Trying to create unique key for a dataframe based on some columns. Used hashlib and zlib , both generating different values for each new python program execution for the same record in dataframe.
Looking for a way to create unique checksum and it should be the same for given data record in dataframe. There are many columns , so don't want to use concatenated column as a key. Any insights would be much appreciated. Sample code tested using hashlib and zlib below
Hashlib
stg_matchdf["Unique travelid"] = pd.DataFrame(stg_matchdf[uniquecols_list].astype(str).values.sum(axis=1))[0].\
str.encode('utf-8').apply(lambda x: (hashlib.sha512(x).hexdigest().upper()))
zlib.adler32
stg_matchdf["Unique travelid"] = pd.DataFrame(stg_matchdf[uniquecols_list].astype(str).values.sum(axis=1))[0].\
str.encode('utf-8').apply(lambda x: (zlib.adler32(x) & 0xffffffff ))
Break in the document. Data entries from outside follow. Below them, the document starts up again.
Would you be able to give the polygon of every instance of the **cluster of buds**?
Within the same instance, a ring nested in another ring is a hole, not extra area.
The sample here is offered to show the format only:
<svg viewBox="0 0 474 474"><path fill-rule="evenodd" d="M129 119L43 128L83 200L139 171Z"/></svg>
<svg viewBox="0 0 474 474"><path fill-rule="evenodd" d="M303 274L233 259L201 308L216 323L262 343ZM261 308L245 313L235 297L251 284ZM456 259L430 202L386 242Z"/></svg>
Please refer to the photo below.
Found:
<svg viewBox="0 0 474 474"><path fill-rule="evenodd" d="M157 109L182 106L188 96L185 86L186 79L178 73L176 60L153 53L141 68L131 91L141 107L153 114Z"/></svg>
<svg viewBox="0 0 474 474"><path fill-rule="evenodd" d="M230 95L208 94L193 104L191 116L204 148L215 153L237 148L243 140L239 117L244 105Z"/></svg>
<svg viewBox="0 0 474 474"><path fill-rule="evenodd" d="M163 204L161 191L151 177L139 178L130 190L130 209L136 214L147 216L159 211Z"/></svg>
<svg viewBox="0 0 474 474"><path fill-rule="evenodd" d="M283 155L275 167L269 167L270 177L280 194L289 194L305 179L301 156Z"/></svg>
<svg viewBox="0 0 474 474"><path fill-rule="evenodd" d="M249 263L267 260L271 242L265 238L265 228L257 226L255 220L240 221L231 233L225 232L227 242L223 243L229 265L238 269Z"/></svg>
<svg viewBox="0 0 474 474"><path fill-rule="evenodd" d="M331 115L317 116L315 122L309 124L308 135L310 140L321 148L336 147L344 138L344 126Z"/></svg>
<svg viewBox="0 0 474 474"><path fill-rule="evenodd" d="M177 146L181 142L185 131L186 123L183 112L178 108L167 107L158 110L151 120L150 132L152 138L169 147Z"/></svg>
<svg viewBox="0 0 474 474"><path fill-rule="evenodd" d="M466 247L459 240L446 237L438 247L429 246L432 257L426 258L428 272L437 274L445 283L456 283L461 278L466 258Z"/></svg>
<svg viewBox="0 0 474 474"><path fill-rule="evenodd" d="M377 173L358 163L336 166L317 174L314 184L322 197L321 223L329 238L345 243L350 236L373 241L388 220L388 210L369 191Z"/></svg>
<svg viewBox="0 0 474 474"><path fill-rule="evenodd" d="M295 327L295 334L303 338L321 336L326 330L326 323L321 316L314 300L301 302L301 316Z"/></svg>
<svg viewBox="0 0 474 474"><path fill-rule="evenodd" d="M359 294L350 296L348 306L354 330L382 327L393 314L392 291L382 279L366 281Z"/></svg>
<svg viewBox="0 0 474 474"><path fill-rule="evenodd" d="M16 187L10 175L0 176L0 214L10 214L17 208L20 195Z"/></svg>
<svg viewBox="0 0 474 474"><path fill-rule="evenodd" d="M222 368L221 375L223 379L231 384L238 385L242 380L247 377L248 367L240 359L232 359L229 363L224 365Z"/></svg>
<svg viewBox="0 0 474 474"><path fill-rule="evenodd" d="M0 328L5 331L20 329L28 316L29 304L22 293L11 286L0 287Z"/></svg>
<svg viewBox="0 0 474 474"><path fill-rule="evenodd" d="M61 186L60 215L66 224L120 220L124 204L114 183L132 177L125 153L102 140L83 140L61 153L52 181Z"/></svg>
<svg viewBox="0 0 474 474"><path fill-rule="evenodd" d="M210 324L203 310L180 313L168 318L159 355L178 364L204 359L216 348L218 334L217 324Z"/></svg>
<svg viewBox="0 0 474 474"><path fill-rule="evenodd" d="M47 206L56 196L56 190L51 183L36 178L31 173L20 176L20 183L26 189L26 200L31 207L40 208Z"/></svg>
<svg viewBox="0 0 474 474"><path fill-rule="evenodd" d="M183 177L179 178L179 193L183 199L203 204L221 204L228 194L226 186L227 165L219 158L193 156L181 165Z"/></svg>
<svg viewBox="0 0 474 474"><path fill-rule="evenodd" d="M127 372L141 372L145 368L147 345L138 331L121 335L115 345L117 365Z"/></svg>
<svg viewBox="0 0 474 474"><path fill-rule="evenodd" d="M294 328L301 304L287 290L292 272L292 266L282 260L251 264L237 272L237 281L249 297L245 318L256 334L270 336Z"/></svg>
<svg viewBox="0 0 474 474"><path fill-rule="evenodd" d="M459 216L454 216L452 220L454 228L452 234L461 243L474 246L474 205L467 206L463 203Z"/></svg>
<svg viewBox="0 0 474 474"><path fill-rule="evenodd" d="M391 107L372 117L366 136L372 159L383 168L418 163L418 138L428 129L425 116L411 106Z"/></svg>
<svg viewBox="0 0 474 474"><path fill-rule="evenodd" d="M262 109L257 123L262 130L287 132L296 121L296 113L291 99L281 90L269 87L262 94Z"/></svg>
Edited(10/21) Changed code and hitting new problem. Please review. Sorry for any confusion
Above code snippets have problem. For a row , some other row's column values hash was added in 'Unique travelid' column due to pd.DataFrame() altering original df rows order. Below modified code fetches respective column values for a given row but hitting new issue explained below
Modified code
stg_matchdf["Unique travelid_Sum"] = stg_matchdf[uniquecols_list].astype(str).values.sum(axis=1)
stg_matchdf["Unique travelid_Key"] = stg_matchdf["Unique travelid_Sum"].apply(lambda x: (zlib.adler32(str(x).encode('utf-8')) & 0xffffffff))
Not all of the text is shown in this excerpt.